Following the payment of the full amount of the Series A Liquidation Preference
and the Common Adjustment in respect of all outstanding shares of Series A
Participating Preferred Stock and Common Stock, respectively, holders of Series
A Participating Preferred Stock and holders of shares of Common Stock shall
receive their ratable and proportionate share of the remaining assets to be
distributed in the ratio of the Adjustment Number to 1 with respect to such
Preferred Stock and Common Stock, on a per share basis, respectively.

         (B) In the event there are not sufficient assets available to permit
payment in full of the Series A Liquidation Preference and the liquidation
preferences of all other series of preferred stock, if any, which rank on a
parity with the Series A Participating Preferred Stock then such remaining
assets shall be distributed ratably to the holders of such parity shares in
proportion to their respective liquidation preferences. In the event there are
not sufficient assets available to permit payment in full of the Common
Adjustment, then such remaining assets shall be distributed ratably to the
holders of Common Stock.

         (C) In the event the Corporation shall at any time after October 20,
1999 (i) declare any dividend on Common Stock payable in shares of Common Stock,
(ii) subdivide the outstanding Common Stock, or (iii) combine the outstanding
Common Stock into a smaller number of shares, then in each such case the
Adjustment Number in effect immediately prior to such event shall be adjusted by
multiplying such Adjustment Number by a fraction the numerator of which is the
number of shares of Common Stock outstanding immediately after such event and
the denominator of which is the number of shares of Common Stock that were
outstanding immediately prior to such event.

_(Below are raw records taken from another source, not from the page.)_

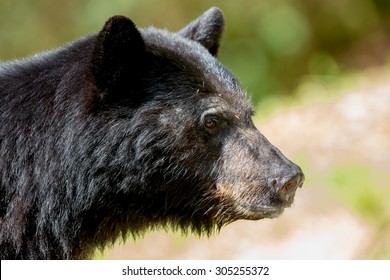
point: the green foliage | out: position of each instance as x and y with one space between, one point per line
362 188
270 45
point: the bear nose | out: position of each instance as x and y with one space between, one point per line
285 187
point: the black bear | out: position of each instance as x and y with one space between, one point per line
128 130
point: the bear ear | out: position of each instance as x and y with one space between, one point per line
117 56
206 29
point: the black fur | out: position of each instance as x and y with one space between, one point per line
124 131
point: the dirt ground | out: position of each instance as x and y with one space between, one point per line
354 126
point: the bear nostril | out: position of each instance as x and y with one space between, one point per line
286 188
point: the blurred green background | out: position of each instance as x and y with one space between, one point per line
270 45
289 55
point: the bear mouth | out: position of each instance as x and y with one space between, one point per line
257 212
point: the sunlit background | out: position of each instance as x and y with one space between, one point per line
318 73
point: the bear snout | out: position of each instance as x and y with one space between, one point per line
286 185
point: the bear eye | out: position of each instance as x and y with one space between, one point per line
211 122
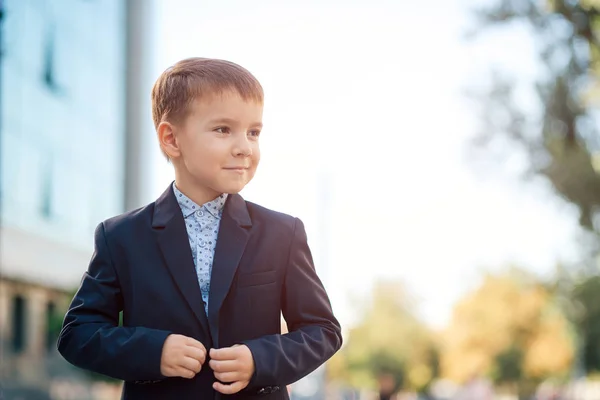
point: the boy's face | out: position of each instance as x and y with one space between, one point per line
216 147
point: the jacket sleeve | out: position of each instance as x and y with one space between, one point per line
91 338
314 333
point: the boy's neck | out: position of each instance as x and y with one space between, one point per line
198 194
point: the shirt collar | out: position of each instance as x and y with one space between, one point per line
189 207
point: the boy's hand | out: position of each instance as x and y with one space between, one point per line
182 356
233 366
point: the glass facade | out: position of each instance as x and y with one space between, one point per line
62 116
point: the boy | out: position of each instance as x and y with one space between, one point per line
201 275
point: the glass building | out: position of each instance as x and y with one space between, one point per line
63 116
75 148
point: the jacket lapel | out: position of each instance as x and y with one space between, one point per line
233 235
171 234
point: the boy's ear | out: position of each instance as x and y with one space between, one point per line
167 140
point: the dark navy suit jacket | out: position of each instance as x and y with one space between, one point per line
142 265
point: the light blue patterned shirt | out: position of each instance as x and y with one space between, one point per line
202 224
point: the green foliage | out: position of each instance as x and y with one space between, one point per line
389 340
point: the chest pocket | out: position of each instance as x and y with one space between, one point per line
248 279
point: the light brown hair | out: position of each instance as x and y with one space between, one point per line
196 78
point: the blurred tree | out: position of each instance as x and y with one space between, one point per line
565 146
511 329
561 142
389 342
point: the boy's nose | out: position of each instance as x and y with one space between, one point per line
243 148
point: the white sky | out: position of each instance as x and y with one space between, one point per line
368 96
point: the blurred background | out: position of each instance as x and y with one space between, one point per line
444 156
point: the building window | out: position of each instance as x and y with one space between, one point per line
19 324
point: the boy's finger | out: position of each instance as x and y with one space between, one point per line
226 353
185 373
194 343
228 389
227 377
195 353
191 364
223 366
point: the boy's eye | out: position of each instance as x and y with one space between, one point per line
222 129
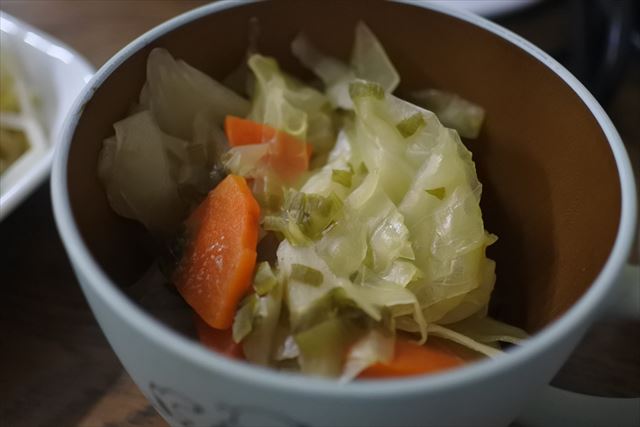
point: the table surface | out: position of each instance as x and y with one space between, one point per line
56 368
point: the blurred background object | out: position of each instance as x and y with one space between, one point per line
57 368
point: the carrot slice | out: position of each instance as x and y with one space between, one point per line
218 340
413 359
288 155
217 268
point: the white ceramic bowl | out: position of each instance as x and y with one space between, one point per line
555 170
54 74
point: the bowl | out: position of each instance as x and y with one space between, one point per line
55 74
558 190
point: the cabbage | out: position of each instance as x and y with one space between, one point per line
383 235
256 320
409 241
284 103
369 62
487 330
454 111
322 346
376 346
139 176
176 93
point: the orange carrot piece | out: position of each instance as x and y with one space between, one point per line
412 359
217 268
218 340
287 156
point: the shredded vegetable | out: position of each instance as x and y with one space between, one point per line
373 240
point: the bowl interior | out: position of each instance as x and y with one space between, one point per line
551 189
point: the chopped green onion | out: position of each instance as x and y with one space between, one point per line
410 125
305 274
437 192
264 280
360 89
341 177
362 169
243 322
304 216
323 345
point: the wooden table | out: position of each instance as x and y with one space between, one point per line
56 367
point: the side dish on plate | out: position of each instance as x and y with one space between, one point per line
330 228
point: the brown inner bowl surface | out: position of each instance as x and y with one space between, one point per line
551 189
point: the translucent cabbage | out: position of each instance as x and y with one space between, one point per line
487 330
176 93
369 62
140 178
257 319
284 103
376 346
384 233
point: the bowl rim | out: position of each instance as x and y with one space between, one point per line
181 346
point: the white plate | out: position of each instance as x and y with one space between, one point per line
54 74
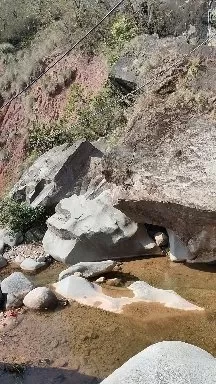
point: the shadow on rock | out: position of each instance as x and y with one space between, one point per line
22 374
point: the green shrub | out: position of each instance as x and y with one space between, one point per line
100 116
83 119
43 137
20 216
122 30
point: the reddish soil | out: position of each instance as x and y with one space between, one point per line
14 120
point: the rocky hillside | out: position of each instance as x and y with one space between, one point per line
107 181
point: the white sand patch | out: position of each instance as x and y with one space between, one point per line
84 292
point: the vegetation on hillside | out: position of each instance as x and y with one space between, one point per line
20 216
90 118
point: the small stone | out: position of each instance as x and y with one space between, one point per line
114 282
161 239
100 280
78 274
19 259
60 363
31 265
16 286
3 262
41 259
40 298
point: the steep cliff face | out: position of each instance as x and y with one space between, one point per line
166 163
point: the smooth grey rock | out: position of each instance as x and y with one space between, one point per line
16 286
34 235
40 298
92 230
32 265
55 174
178 250
89 269
161 239
12 238
167 362
3 262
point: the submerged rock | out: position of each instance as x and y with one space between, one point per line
84 292
167 362
88 269
40 298
55 174
3 262
93 230
9 238
16 286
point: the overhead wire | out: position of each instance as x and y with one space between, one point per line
62 56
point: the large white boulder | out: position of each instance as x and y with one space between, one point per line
56 173
89 269
168 362
93 230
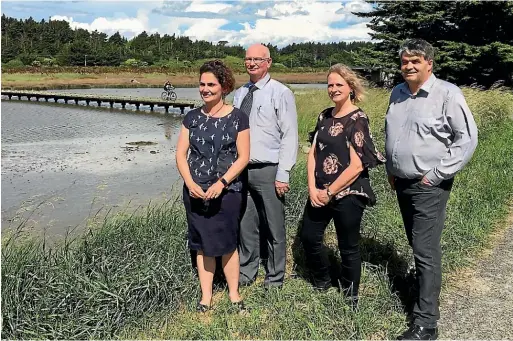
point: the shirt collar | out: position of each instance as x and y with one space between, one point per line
426 87
260 84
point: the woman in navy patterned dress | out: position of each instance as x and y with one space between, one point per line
212 151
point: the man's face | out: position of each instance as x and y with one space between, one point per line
415 69
257 62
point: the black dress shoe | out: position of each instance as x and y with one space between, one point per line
416 332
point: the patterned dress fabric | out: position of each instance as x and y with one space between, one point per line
334 135
213 225
213 147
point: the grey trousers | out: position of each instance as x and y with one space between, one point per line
423 212
263 221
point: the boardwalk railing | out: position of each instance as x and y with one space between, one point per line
99 99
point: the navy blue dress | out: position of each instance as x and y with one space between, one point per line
213 225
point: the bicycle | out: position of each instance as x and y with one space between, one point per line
168 95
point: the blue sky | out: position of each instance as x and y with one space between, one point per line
238 22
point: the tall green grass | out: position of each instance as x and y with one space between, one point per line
130 277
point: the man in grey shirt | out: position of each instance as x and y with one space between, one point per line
430 136
274 144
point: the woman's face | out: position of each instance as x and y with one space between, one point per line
338 89
210 89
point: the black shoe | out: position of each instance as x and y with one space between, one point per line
416 332
240 307
202 308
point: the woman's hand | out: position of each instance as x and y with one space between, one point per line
214 191
196 191
314 198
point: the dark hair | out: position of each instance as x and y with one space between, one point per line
417 47
223 74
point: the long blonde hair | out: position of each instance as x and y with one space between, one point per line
355 82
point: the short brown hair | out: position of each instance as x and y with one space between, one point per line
222 72
355 82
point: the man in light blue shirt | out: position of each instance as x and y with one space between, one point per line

         Section 7. CONSOLIDATION, MERGER, ETC. In case the Corporation shall
enter into any consolidation, merger, combination or other transaction in which
the shares of Common Stock are exchanged for or changed into other stock or
securities, cash and/or any other property, then in any such case the shares of
Series A Participating Preferred Stock shall at the same time be similarly
exchanged or changed in an amount per share (subject to the provision for
adjustment hereinafter set forth) equal to 100 times the aggregate amount of
stock, securities, cash and/or any other property (payable in kind), as the case
may be, into which or for which each share of Common Stock is changed or
exchanged. In the event the Corporation shall at any time after October 20, 1999
(i) declare any dividend on Common Stock payable in shares of Common Stock, (ii)
subdivide the outstanding Common Stock, or (iii) combine the outstanding Common
Stock into a smaller number of shares, then in each such case the amount set
forth in the preceding sentence with respect to the exchange or change of shares
of Series A Participating Preferred Stock shall be adjusted by multiplying such
amount by a fraction the numerator of which is the number of shares of Common
Stock outstanding immediately after such event and the denominator of which is
the number of shares of Common Stock that are outstanding immediately prior to
such event.


                                       -5-

<PAGE>   53



         Section 8. REDEMPTION. The shares of Series A Participating Preferred
Stock shall not be redeemable. The preceding sentence shall not limit the
ability of the Corporation to purchase or otherwise deal in such shares of stock
to the extent permitted by law.

         Section 9. RANKING. The Series A Participating Preferred Stock shall
rank junior to all other series of the Corporation's preferred stock as to the
payment of dividends and the distribution of assets upon liquidation,
dissolution or winding up of the Corporation, unless the terms of any such
series shall provide otherwise.

         Section 10. AMENDMENT. The Certificate of Incorporation shall not be
further amended in any manner which would materially alter or change the powers,
preferences or special rights of the Series A Participating Preferred Stock so
as to affect them adversely without the affirmative vote of the holders of a
majority or more of the outstanding shares of Series A Participating Preferred
Stock voting separately as a class.

         Section 11. FRACTIONAL SHARES. Series A Participating Preferred Stock
may be issued in fractions of a share which shall entitle the holder, in
proportion to such holder's fractional shares, to exercise voting rights,
receive dividends, participate in distributions and to have the benefit of all
other rights of holders of Series A Participating Preferred Stock.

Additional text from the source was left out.